Let us be numbered among those who stay awake, living at the ready, saying “yes” to all of the invitations of grace given to us during this wonderful season of Advent.
This icon entitled 'Our Lady of the New Advent' is relatively new. However, it is one of a myriad of beautiful icons of our Lady whose life 'at the ready', always listening for the Lord and open to His comings is the heart of this season.
Our Liturgical readings will orient us toward the experiential essence of this season, joyful expectation and preparation for the coming(s) of the Lord. Our Bishops, Priests and deacons will wear purple, a color associated with the royalty of the One whom we will commemorate as condescending to be born as one like us, in a manger. The shade is to be a bit different than that which is used for Lent in order to symbolically express that Advent, though “penitential”, is much more preparatory in nature. The emphasis is on clearing the way for the Lord by leveling all the hills caused by our sins, our wrong choices, and making straight the path that leads to the center of our lives. Then, welcoming the King of Glory to enter in and take up His residence within us.
The First Gospel reading of our Advent Liturgy from this years cycle B, is taken from St. Mark, chapter 13: 33 – 37: “Jesus said to his disciples: “Be watchful! Be alert! You do not know when the time will come. It is like a man traveling abroad. He leaves home and places his servants in charge, each with his own work, and orders the gatekeeper to be on the watch. Watch, therefore; you do not know when the Lord of the house is coming, whether in the evening, or at midnight, or at cockcrow, or in the morning. May he not come suddenly and find you sleeping. What I say to you, I say to all: ‘Watch!’”
This short but poignant Gospel passage captures the heart of Advent; we who bear the name Christian are to live our lives always “on the ready”. Another translation of the passage says “Stay Awake”. In Baptism, we died with Christ and we were raised with Him. We entered into a relationship of communion in the Church which is His Body, a true participation in the Trinitarian communion. We are entrusted with continuing His redemptive mission until he comes again. How? By the living of our lives in Him, with Him, and for the sake of the world. Thus, how we treat those whom he brings into our lives, how we receive and administer the goods of the earth which have been entrusted to us and how we understand the purpose of our existence is different now, because He has come, He is coming and He will come again.

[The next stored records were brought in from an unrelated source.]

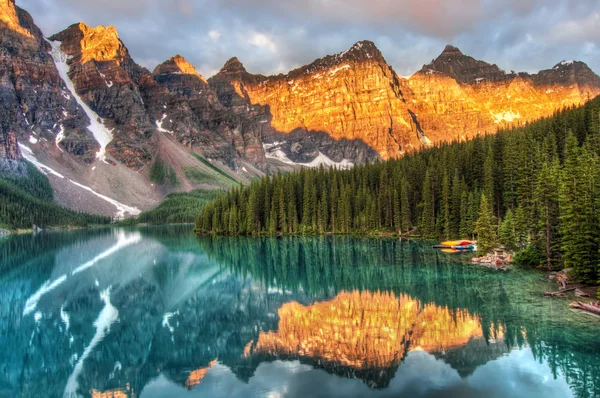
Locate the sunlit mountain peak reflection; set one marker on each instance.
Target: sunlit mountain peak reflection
(197, 375)
(365, 330)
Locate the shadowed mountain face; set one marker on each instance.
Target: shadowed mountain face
(88, 111)
(156, 312)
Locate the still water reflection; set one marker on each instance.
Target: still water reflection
(156, 312)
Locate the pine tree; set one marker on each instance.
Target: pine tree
(486, 228)
(507, 231)
(578, 219)
(428, 210)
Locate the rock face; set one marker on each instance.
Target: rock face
(9, 147)
(10, 156)
(352, 96)
(181, 103)
(461, 97)
(356, 98)
(33, 98)
(105, 78)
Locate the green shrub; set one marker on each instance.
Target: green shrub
(530, 257)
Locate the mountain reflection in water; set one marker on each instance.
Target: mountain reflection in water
(154, 312)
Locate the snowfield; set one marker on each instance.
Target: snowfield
(97, 128)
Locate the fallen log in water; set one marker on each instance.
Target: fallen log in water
(562, 291)
(593, 308)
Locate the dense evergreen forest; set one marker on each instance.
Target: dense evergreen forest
(28, 200)
(534, 188)
(177, 208)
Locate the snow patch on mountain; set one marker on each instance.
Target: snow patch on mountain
(273, 151)
(101, 134)
(122, 209)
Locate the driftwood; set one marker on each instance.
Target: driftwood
(562, 291)
(593, 308)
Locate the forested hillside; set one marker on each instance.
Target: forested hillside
(534, 188)
(177, 208)
(27, 199)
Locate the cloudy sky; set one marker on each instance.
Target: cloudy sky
(273, 36)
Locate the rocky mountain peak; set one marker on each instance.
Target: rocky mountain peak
(451, 51)
(233, 66)
(568, 73)
(177, 65)
(9, 18)
(101, 43)
(463, 68)
(362, 50)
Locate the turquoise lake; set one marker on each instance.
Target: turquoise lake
(156, 312)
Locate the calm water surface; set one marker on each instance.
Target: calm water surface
(156, 312)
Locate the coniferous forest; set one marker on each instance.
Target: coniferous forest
(535, 189)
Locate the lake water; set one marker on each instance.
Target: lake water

The readings in the Liturgy of the Hours throughout this Advent season will orient us to prepare for the coming(s) of the Lord. They will challenge us to examine our lives and clear out any obstacles to the working of His grace within us and then through us in the lives of others. This time of preparation for the Nativity, the First coming and time of anticipation of the Parousia, the Second Coming, is to be lived by us as men and women signed with the Cross who are wide awake, at the ready, always looking for His coming. The excerpts from the treasury of writings in the Christian Tradition will emphasize this theme of watchfulness. We begin on the First Sunday of Advent with an excerpt from an ancient homily from St. Cyril of Jerusalem entitled “The Twofold Coming of Christ: “We do not preach only one coming of Christ, but a second as well, much more glorious than the first. The first coming was marked by patience; the second will bring the crown of a divine kingdom.
“In general, whatever relates to our Lord Jesus Christ has two aspects. There is a birth from God before the ages, and a birth from a virgin at the fullness of time. There is a hidden coming, like that of rain on fleece, and a coming before all eyes, still in the future. At the first coming he was wrapped in swaddling clothes in a manger. At his second coming he will be clothed in light as in a garment. In the first coming he endured the cross, despising the shame; in the second coming he will be in glory, escorted by an army of angels.
“We look then beyond the first coming and await the second. At the first coming we said: Blessed is he who comes in the name of the Lord. At the second we shall say it again; we shall go out with the angels to meet the Lord and cry out in adoration: Blessed is he who comes in the name of the Lord.
“The Savior will not come to be judged again, but to judge those by whom he was judged. At his own judgment he was silent; then he will address those who committed the outrages against him when they crucified him and will remind them: You did these things, and I was silent.
His first coming was to fulfill his plan of love, to teach men by gentle persuasion. This time, whether men like it or not, they will be subjects of his kingdom by necessity.”